Celgene announced that in a Phase III trial, treatment with ozanimod resulted in a lower relapse rate and fewer brain MRI lesions compared to interferon beta-1a in patients with relapsing multiple sclerosis. The company also announced that in a pooled analysis of the phase III trial and another 24-month trial, ozanimod reduced the annual relapse rates by 43% with a 1 mg dose and 26% with a 0.5 mg dose compared to interferon beta-1a in 2,666 patients with relapsing multiple sclerosis.

Mylan and Theravance announced that in a 28-day, 207 patient, Phase III trial, nebulized revefenacin had similar improvements in trough FEV1 and trough FVC to MDI tiotropium in patients with COPD. The drug has a Nov 13, 2018, PDUFA Date. In a pooled analysis of three Phase II trials and a Phase I trial, nebulized revefenacin did not prolong QT interval nor increase risk of major adverse cardiac events (MACE).

AZ announced that in a Phase III trial, the addition of selumetinib to radioactive iodine did not improve complete remission compared to radioactive iodine alone in patients with nonmetastatic differentiated thyroid cancer that were post total thyroidectomy. Selumetinib was granted an Orphan Drug Priority Designation by the FDA.

Eisai announced that in a Phase III trial, lemborexant reduced sleep latency compared to placebo. In a Phase III trial the most common ADR with lemborexant were headache, somnolence and influenza.

Allergan announced the most common ADR with ubrogepant in a 1,230-patient open label extension safety trial were nasopharyngitis, upper respiratory tract infection, sinusitis, urinary tract infection, and influenza. In a second safety trial, involving 516 patients, the most common ADR were headache, oropharyngeal pain, and nasopharyngitis.

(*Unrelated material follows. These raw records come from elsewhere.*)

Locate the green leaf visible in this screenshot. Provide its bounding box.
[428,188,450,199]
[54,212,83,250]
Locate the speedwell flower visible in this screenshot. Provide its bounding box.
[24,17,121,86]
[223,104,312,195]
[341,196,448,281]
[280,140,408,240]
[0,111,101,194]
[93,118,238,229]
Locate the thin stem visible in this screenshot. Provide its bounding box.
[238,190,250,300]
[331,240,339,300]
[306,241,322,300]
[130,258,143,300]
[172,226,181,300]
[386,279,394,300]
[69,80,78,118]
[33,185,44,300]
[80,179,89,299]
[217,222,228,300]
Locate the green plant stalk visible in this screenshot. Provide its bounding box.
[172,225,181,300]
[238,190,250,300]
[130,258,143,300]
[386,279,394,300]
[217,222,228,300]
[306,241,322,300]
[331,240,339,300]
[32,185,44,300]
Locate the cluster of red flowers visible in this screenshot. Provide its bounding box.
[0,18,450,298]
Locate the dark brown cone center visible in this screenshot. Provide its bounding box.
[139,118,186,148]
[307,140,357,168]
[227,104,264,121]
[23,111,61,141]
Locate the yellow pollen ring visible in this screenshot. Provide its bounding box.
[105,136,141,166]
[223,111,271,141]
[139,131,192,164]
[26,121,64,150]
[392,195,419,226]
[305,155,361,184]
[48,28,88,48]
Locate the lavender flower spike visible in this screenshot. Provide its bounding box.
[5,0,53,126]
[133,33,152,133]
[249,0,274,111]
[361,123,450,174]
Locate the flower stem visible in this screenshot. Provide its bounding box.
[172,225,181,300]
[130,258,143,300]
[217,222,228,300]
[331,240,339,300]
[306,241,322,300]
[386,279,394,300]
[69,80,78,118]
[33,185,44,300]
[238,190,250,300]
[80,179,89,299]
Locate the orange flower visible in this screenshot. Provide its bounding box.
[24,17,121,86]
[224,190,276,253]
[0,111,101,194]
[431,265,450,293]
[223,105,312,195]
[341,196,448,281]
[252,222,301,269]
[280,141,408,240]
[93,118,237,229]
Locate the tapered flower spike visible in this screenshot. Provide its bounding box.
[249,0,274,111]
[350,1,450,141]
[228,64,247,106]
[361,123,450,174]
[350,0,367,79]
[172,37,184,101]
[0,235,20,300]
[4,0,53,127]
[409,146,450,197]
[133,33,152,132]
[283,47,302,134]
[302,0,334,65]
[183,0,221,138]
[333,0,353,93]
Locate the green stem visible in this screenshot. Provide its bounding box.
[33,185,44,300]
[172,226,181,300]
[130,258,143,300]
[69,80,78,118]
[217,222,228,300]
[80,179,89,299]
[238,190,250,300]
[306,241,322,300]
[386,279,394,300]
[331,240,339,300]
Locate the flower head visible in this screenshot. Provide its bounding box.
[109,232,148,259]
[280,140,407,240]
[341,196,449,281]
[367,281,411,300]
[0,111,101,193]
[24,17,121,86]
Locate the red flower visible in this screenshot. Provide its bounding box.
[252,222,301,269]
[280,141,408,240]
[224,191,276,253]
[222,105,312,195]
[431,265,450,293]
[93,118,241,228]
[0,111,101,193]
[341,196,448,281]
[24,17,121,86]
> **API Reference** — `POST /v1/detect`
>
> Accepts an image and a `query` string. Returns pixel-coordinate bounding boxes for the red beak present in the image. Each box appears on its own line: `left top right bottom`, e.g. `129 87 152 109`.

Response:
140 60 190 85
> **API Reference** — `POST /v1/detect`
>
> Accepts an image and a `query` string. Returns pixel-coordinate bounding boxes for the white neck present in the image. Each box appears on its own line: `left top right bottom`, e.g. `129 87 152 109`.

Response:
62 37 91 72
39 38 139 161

No hepatic safety concerns were noted in either safety trial. Allergan plans to submit an NDA for ubrogepant in 1Q19, for migraine prophylaxis. Four additional drugs of the eight migraine drugs still in development are being studied for migraine prophylaxis.

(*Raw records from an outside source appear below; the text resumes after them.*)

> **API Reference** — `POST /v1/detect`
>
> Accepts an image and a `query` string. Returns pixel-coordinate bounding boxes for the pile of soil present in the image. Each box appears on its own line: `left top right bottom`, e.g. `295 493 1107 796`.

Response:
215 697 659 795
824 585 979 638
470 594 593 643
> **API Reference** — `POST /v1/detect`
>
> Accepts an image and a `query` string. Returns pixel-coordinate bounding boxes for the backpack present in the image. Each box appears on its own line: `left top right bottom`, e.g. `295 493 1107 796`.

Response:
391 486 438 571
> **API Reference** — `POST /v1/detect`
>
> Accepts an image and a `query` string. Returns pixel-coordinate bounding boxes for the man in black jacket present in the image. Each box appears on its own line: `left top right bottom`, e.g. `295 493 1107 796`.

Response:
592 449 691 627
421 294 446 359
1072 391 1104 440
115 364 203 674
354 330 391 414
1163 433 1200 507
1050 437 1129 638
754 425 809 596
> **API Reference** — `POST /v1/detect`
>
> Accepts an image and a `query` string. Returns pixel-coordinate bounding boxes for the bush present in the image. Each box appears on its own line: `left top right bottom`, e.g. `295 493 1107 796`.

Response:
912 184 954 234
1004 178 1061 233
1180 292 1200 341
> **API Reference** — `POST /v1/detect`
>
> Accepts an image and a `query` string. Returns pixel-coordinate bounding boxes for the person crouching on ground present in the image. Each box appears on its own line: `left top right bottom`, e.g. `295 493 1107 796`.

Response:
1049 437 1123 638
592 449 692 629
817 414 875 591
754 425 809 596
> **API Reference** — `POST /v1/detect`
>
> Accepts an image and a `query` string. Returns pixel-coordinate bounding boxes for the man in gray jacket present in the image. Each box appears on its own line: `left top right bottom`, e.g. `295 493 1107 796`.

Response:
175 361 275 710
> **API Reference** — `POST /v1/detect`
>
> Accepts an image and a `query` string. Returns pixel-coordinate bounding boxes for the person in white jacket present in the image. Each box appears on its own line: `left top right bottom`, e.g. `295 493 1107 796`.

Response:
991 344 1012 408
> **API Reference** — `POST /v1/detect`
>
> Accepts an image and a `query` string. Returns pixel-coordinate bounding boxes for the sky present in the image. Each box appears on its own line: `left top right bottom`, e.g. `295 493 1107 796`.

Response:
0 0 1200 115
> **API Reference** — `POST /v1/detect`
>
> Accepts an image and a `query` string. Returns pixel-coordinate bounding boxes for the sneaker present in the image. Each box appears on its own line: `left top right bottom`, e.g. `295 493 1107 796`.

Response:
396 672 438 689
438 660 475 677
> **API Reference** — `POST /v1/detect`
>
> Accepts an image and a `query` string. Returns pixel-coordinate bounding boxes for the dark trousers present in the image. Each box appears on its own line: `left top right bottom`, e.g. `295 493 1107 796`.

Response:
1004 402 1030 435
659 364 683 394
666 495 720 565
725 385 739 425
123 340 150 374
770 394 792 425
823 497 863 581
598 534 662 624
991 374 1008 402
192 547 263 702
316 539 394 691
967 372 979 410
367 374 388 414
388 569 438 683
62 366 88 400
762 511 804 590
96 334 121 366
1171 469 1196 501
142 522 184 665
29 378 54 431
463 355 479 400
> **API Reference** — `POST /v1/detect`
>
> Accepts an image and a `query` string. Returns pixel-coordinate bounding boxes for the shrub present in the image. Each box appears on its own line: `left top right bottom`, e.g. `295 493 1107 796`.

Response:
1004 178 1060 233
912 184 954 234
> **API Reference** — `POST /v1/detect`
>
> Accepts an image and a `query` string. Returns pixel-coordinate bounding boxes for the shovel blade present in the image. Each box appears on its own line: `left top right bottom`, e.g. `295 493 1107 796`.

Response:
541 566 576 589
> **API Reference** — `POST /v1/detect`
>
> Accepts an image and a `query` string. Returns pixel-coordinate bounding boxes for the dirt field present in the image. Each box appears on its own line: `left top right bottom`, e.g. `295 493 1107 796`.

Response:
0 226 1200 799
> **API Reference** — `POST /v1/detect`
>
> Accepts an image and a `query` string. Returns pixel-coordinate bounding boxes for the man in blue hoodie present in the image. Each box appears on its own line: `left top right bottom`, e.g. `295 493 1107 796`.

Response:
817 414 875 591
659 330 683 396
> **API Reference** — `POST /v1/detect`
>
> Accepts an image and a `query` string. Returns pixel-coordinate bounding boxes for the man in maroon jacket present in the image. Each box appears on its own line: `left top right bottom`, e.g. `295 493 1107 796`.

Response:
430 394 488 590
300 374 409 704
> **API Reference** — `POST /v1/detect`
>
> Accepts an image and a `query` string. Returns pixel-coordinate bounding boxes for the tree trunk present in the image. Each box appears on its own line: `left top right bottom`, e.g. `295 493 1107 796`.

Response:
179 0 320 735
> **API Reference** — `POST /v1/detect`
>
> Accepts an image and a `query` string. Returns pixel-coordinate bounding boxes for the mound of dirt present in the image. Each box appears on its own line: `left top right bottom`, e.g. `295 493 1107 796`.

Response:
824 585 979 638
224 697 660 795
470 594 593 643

The New England Journal of Medicine published two trials of cystic fibrosis transmembrane conductance regulator (CFTR) correctors being developed by Vertex. In a Phase II study, VX-445 in combination with tezacaftor/ivacaftor increased FEV1 by 8 to 14% compared to no improvement with placebo. In the second Phase II study, VX-659 in combination with tezacaftor/ivacaftor increased FEV1 by 10 to 13% compared to 0.4% improvement with placebo. In both Phase II trials for VX-445 or VX-659, ADR were mostly mild to moderate with no dose-limiting side effects or toxic effects. Researchers estimate the combination of either VX-445 or VX-659 in combination with tezacaftor/ivacaftor could treat the underlying cause of CFTR in 90% of cystic fibrosis patients. Vertex has three ongoing trials for each drug in combination with tezacaftor/ivacaftor for the treatment of cystic fibrosis.

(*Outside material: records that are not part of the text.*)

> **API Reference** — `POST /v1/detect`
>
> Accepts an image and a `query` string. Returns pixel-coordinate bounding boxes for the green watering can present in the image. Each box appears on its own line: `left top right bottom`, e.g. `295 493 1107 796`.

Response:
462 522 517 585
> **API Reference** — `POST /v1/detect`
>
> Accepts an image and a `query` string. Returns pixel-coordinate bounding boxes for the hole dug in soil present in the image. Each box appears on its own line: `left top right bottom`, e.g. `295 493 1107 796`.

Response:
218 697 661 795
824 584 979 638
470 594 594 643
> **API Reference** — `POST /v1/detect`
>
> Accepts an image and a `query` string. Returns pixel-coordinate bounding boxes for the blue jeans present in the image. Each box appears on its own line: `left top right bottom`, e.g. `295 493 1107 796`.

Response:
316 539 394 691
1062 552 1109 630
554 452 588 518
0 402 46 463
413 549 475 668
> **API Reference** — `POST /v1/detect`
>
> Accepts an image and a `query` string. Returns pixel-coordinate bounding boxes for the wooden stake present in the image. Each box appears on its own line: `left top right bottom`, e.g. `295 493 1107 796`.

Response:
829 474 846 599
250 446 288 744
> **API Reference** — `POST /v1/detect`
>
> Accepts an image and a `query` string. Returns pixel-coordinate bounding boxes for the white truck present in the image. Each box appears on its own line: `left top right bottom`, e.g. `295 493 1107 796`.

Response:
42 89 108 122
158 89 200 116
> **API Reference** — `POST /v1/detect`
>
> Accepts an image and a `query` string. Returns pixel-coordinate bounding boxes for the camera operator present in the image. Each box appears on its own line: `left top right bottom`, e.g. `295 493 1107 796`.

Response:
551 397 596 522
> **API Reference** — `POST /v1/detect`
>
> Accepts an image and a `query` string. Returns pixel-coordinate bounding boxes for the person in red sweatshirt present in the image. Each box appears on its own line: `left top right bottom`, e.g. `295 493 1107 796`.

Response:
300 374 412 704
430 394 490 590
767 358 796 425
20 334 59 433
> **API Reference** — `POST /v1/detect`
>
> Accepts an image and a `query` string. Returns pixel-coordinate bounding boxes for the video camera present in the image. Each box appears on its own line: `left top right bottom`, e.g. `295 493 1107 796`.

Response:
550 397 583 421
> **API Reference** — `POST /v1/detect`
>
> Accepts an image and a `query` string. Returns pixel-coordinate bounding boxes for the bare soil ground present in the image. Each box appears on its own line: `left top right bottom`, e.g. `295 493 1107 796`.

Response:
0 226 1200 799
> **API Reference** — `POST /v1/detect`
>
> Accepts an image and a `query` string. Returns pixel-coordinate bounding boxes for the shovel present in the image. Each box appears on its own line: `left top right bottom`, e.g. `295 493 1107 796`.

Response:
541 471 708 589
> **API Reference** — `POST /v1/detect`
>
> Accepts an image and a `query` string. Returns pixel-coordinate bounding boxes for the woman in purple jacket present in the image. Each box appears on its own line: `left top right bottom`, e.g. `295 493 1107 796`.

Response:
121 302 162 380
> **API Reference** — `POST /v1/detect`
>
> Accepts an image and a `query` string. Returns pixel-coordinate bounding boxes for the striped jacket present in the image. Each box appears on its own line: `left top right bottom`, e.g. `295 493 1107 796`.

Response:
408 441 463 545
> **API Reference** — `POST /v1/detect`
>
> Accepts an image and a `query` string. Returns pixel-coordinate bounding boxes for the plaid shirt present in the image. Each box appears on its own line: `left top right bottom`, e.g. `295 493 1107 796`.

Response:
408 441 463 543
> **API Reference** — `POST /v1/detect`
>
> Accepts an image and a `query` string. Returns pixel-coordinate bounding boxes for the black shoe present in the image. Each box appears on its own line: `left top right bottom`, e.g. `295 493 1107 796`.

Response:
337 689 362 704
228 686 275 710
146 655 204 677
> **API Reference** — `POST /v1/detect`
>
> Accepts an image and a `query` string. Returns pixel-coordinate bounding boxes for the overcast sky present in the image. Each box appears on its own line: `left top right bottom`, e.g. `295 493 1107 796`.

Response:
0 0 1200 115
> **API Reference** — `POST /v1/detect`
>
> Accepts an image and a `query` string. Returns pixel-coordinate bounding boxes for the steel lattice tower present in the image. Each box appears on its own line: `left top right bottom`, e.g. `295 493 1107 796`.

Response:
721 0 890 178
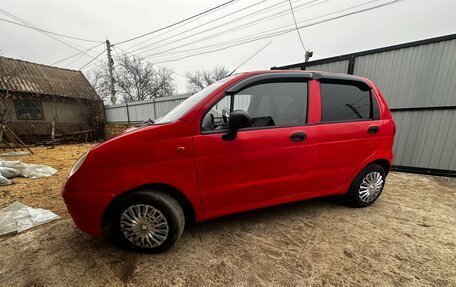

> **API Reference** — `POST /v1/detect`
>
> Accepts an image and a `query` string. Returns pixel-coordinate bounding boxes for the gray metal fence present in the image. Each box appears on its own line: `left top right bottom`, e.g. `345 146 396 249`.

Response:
105 94 191 123
273 34 456 175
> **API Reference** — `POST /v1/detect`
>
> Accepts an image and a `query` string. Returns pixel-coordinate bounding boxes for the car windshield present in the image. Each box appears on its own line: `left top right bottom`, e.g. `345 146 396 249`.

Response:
155 75 236 124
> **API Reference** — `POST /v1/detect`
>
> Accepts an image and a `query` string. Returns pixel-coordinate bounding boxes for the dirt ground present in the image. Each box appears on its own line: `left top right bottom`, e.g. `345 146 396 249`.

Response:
0 145 456 286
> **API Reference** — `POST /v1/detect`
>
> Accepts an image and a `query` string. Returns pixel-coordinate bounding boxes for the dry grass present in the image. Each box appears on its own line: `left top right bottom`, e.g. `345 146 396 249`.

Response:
0 144 94 218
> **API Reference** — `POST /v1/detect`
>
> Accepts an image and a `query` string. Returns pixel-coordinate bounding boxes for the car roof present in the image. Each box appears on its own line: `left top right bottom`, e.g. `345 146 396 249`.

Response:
226 70 373 93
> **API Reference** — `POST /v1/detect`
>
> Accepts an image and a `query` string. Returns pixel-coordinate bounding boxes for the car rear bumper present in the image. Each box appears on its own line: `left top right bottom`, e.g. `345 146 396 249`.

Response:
62 189 115 237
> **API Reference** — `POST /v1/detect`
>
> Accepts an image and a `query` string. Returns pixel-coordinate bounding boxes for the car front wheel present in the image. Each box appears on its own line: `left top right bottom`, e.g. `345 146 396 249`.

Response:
113 190 185 253
345 164 386 207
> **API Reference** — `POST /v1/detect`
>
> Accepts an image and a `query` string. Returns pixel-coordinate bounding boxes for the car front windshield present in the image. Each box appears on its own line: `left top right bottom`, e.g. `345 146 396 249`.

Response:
155 75 235 124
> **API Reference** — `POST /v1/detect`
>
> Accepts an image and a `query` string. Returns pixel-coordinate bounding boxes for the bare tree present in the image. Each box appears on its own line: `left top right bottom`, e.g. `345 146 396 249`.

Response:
0 51 24 125
185 65 229 93
89 54 175 102
87 65 111 103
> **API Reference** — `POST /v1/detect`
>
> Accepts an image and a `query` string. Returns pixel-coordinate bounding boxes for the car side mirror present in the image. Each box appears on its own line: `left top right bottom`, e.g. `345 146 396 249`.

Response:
222 110 250 140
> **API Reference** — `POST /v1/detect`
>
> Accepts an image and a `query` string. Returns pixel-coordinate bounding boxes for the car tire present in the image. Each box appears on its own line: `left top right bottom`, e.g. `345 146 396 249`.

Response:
112 190 185 253
345 164 386 207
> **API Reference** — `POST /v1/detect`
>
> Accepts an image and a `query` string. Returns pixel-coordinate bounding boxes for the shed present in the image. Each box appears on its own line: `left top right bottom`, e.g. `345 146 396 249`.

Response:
0 57 105 143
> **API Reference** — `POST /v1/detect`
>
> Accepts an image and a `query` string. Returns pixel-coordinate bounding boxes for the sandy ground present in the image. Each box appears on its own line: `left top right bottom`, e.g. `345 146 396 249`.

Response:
0 145 456 286
0 144 94 218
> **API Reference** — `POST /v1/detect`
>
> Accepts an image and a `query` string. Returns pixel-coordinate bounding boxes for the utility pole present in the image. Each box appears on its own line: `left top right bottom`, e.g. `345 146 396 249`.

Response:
304 51 313 63
106 40 116 105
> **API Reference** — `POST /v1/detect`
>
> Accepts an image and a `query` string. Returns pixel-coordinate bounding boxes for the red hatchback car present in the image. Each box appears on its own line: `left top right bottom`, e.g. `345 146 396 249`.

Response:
62 70 395 252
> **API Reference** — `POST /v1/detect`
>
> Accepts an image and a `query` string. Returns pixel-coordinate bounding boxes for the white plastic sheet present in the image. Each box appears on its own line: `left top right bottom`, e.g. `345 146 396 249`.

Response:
1 151 31 156
0 201 60 235
0 158 57 185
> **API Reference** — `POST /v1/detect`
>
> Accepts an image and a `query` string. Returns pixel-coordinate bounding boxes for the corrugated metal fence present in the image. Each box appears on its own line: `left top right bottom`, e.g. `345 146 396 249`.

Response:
105 94 191 123
273 34 456 175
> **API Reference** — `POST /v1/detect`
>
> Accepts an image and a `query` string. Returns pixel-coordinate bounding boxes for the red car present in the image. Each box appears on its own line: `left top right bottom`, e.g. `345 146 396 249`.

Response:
62 70 395 252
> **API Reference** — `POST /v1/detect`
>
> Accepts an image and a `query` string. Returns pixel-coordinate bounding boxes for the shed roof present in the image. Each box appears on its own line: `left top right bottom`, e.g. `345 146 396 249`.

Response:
0 57 100 100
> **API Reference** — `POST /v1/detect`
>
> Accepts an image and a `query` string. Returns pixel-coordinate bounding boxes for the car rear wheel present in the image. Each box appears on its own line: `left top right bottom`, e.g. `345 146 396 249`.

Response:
112 190 185 253
345 164 386 207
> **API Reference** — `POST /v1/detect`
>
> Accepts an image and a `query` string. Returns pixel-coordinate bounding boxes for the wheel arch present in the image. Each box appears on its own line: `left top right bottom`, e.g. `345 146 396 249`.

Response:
365 159 391 175
101 183 196 236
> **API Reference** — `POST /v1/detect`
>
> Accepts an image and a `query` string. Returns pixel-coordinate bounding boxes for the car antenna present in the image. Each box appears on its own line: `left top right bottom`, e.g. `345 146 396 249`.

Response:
227 41 272 77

Novartis has the ongoing Phase III study evaluating intravenous AVXS-101 in spinal muscular atrophy Type 1, 2 & 3 and a Phase 1 study evaluating AVXS-101 in spinal muscular atrophy Type 2. AVXS-101 will compete with nusinersen. Novartis, which purchased AveXis in April, has submitted a BLA and MAA. AVXS-101 does not have a PDUFA Date but has orphan drug, breakthrough therapy and fast track priority designations. The other investigational drug for SMA is Catalyst/BioMarin Pharmaceutical’s amifampridine (Firdapse) with a PDUFA Date of Nov 28, 2018. Amifampridine has orphan drug and breakthrough therapy Priority Designations. Amifampridine is approved in the EU. There are nine published studies for amifampridine and one published study for AVXS-101 in our knowledgebase. Click on this link for one month’s access to the Pharmaceutical Pipeline tracker @ $115 with no long-term commitment to review both drugs’ published studies: https://www.prescriberight.com/subscription-offers.html  
            
Novartis announced that in a Phase III trial, alpelisib in combination with fulvestrant was not significantly better than fulvestrant monotherapy in the overall population of men and postmenopausal women with HR+/HER2- advanced breast cancer. In a subset of 341 who harbored PIK3CA mutations, PFS was 11 months with alpelisib and 5.7 months with placebo.